Master Time Management with the Life Ledger: A 21-Day Experiment for Work-Life Balance
I was on a fast track to burnout, losing sight of why I started my journey in the first place, struggling with work-life balance and effective time management (and this wasn't my first time).
When you work from home, the lines between the two get blurry. And this is so common there's a name for it: Parkinson's Law.
It's the same law that governs a gas. Which will keep expanding to fill the size of the container it is in. The problem? When you work from home (or hybrid which is basically everyone with a laptop or phone), that container is invisible.
But the truth is we all have the exact same container. It's a 24-hour box.
However, the difference between people is in how intentionally they use it.
Where did the time go? You hear it at work, at play, and everywhere in between.

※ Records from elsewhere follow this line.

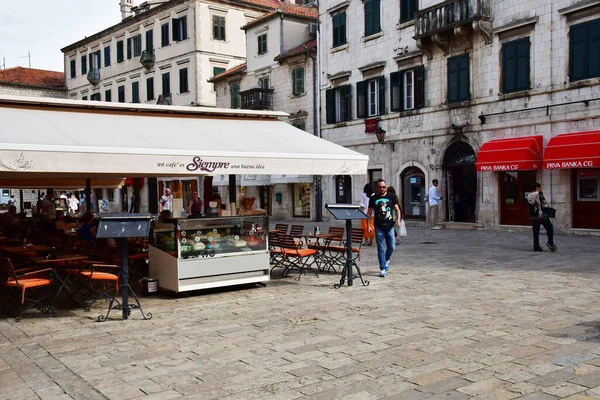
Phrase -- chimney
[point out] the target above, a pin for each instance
(126, 6)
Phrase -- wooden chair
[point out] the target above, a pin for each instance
(28, 281)
(96, 282)
(282, 228)
(295, 256)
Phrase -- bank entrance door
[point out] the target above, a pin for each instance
(514, 187)
(460, 184)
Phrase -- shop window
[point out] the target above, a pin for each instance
(343, 188)
(587, 185)
(302, 200)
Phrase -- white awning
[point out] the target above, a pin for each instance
(53, 137)
(256, 180)
(291, 179)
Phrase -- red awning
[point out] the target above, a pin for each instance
(573, 150)
(511, 154)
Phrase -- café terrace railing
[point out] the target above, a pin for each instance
(452, 17)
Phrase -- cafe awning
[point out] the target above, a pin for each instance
(573, 150)
(54, 137)
(511, 154)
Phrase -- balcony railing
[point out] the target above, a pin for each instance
(454, 16)
(257, 99)
(147, 59)
(94, 76)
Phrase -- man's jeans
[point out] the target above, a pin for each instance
(385, 245)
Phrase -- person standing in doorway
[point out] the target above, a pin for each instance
(434, 200)
(383, 205)
(536, 202)
(166, 201)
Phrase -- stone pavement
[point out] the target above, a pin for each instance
(461, 315)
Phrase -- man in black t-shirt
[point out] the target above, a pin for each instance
(382, 204)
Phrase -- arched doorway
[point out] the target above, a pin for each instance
(460, 186)
(413, 193)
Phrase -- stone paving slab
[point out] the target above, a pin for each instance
(461, 315)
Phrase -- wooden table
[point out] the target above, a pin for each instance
(70, 260)
(38, 248)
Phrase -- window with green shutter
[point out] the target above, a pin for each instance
(164, 35)
(262, 43)
(459, 85)
(179, 29)
(339, 29)
(515, 65)
(408, 9)
(137, 45)
(83, 65)
(166, 84)
(338, 104)
(234, 92)
(372, 17)
(135, 92)
(183, 83)
(218, 27)
(298, 81)
(121, 94)
(150, 88)
(370, 97)
(149, 40)
(73, 69)
(107, 56)
(120, 55)
(407, 89)
(584, 51)
(217, 71)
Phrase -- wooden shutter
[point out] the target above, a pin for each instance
(348, 95)
(522, 64)
(594, 49)
(381, 100)
(464, 79)
(149, 40)
(420, 87)
(453, 65)
(509, 53)
(395, 91)
(361, 99)
(330, 106)
(176, 30)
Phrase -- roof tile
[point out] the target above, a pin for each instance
(33, 77)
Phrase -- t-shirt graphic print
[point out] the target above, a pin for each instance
(383, 209)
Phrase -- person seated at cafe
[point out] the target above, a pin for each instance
(87, 232)
(195, 205)
(60, 224)
(8, 218)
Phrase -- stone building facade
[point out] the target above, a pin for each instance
(278, 75)
(441, 80)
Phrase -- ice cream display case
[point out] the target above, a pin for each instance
(192, 254)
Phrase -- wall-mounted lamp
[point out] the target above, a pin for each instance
(380, 133)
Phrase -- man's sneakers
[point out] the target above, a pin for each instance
(552, 247)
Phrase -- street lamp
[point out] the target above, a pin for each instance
(380, 133)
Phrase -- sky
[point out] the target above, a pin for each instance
(43, 27)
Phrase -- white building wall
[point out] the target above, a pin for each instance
(421, 136)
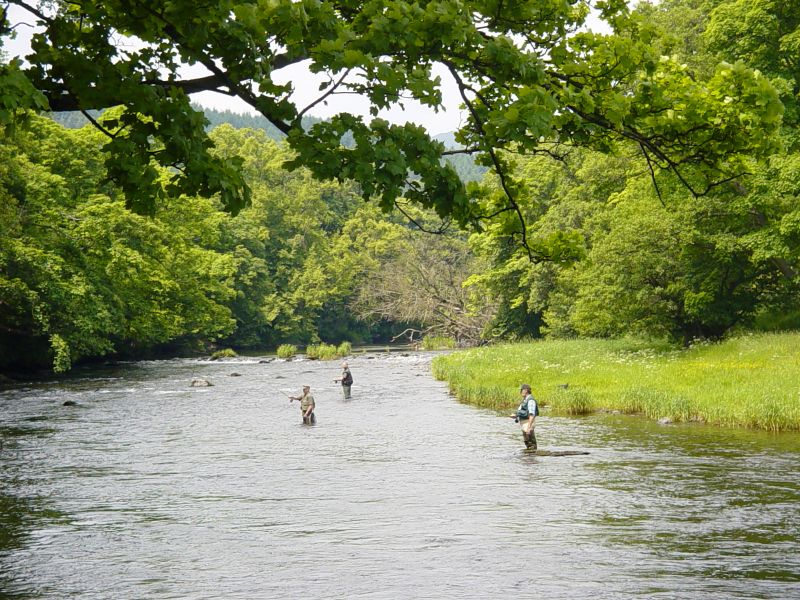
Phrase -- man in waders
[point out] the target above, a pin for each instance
(526, 415)
(347, 381)
(307, 405)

For the last 21 days, I used a Life Ledger. Here is my process:
I decided how many hours a day were reasonable (for me) to work.
Each day, I wrote down the time and the name of the task I began.
I set a timer for one hour (this is my favorite one).
At the end of the hour, I had a 2-minute exercise snack.
I then added notes to the previous line (unless doing deep work, I rarely only did what I wrote an hour earlier)
Non-work events were logged in parentheses.
When I hit my allotted time off work, that was it.
Pencils down. Hold your paper in the air.
Work/life balance begins with knowing where you are.
Productivity is less about shoving 10lb of crap in a 5lb bag,
and more about being intentional as to where your time goes.